Converting UTF-16 text files to UTF-8.

I’m having problems in understanding how to get Applescript to process files held in subfolders.

Basically I have a lot of files that have come from Filemaker Pro via the export field contents routine. Unfortunately these files are UTF-16 and I need to convert them all back to UTF-8. I’ve looked at all sorts of ways to this and the closest I’ve come is by using the following script which was posted by McUsrII at http://macscripter.net/viewtopic.php?id=40729.


set inputfolder to (choose folder)

tell application “Finder”
activate
set thefiles to every file of inputfolder whose name extension is “html”
repeat with ttt in thefiles
do shell script "textutil -convert txt -encoding UTF-8 " & quoted form of POSIX path of (ttt as text)
end repeat
end tell


This script works perfectly except it only processes the files held in the top level folder. Bascially all I need is some way to have the script work its way through the files held in the subfolders of the top level folder.

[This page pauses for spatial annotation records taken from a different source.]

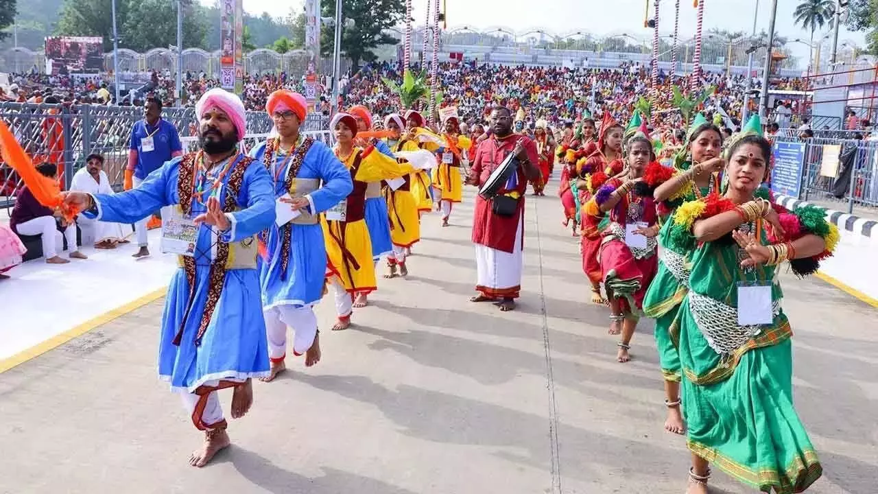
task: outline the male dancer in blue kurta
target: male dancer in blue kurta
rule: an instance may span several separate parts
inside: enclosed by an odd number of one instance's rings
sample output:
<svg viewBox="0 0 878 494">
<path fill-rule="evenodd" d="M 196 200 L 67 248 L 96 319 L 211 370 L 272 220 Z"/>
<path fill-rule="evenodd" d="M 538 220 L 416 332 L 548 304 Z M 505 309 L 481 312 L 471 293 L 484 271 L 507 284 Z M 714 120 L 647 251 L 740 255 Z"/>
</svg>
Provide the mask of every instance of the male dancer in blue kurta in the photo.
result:
<svg viewBox="0 0 878 494">
<path fill-rule="evenodd" d="M 269 171 L 275 197 L 299 212 L 279 227 L 272 223 L 260 236 L 265 251 L 259 258 L 259 280 L 271 359 L 271 374 L 263 379 L 267 382 L 286 369 L 287 326 L 294 333 L 293 354 L 306 353 L 307 367 L 320 360 L 313 309 L 323 296 L 327 269 L 320 214 L 348 197 L 353 184 L 350 172 L 329 148 L 299 134 L 307 116 L 305 97 L 276 91 L 269 96 L 265 110 L 278 135 L 254 148 L 251 156 Z"/>
<path fill-rule="evenodd" d="M 174 214 L 163 220 L 176 219 L 181 231 L 194 221 L 191 251 L 176 251 L 180 268 L 165 299 L 159 375 L 181 392 L 195 426 L 205 432 L 203 447 L 190 457 L 203 467 L 230 442 L 217 390 L 234 389 L 232 418 L 240 418 L 253 403 L 251 378 L 269 375 L 255 236 L 274 223 L 275 199 L 265 167 L 237 149 L 247 130 L 241 99 L 211 90 L 195 113 L 200 151 L 165 163 L 136 189 L 67 193 L 64 200 L 103 222 L 133 223 L 165 206 Z M 176 230 L 163 232 L 163 244 Z"/>
<path fill-rule="evenodd" d="M 366 132 L 372 128 L 372 114 L 362 105 L 351 106 L 348 113 L 356 119 L 356 131 Z M 367 142 L 368 141 L 368 142 Z M 355 144 L 366 149 L 371 144 L 378 152 L 393 157 L 393 152 L 384 141 L 377 139 L 355 140 Z M 369 229 L 369 238 L 372 243 L 372 259 L 378 266 L 381 258 L 386 258 L 393 252 L 393 244 L 390 241 L 390 220 L 387 215 L 387 201 L 381 193 L 381 182 L 370 182 L 366 186 L 366 228 Z M 369 303 L 369 294 L 360 292 L 354 299 L 354 307 L 365 307 Z"/>
</svg>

I only have a very basic understanding of Applescript so any guidance on this would be greatly appreciated.

Have you taken a look at my post in the same forum :), but in your case I would use find command so you can convert the folder and subfolders using a single command.

set theFolder to text 1 thru -2 of POSIX path of (choose folder)
do shell script "find " & quoted form of theFolder & " -iname '*.html' -exec sh -c 'filePath={};iconv -f UTF-16 -t UTF-8 $filePath > ${filePath%.*}_utf8.html' \\;"

edit: Maybe some explanation required:

find’s first argument is the location you want to look at, however find will add foreach file it finds an starting “/”, so the given location should not have a trailing slash.

The seconds argument -iname tells find to find case insensitive file all files ending with “.html”.

The third and last agrument is -exec. Which is an command, when ended with an escaped semicolon, that allows to execute a subcommand for each file that is found. However the -exec command is somewhat primitive and doesn’t allow any piping so therefore I execute a new subshell using sh.

The sh (sub)command will set filePath variable to the found file (the {} symbols will be replaced by find with the found file path).

the second command of the sh command is iconv to convert from (-f) one encoding to the other (-t).

iconv prints to the standard output so therefore I redirect the standard output to an file using the greather than symbol > followed by the new file path. ${filePath%.*} will remove the extension from the file path and we add _utf8.html to the end of the path as our new filename.

Thanks for the quick reply. Very appreciated. I did read your post in the original forum but my current knowledge prevents me from getting the most from that.

I’m not sure where the code should go that you have just supplied. I’ve tried incorporating the contents without success.

Here’s my attempt:

set theFolder to text 1 thru -2 of POSIX path of (choose folder)
set tids to AppleScript’s text item delimiters
tell application “Finder”
activate
set thefiles to every file of inputfolder whose name extension is “html”
repeat with ttt in thefiles
do shell script “find " & quoted form of theFolder & " -iname ‘.html’ -exec sh -c 'filePath={};iconv -t UTF-16 $filePath > ${filePath%.}_utf8.html’ \;”
set tmpname to text items of (POSIX path of (ttt as text))
set AppleScript’s text item delimiters to “.txt”
set txtname to tmpname as text
do shell script "mv " & quoted form of txtname & " " & quoted form of POSIX path of (ttt as text)
end repeat
end tell
set AppleScript’s text item delimiters to tids

I’m sure something is in the wrong place so any assistance would be great.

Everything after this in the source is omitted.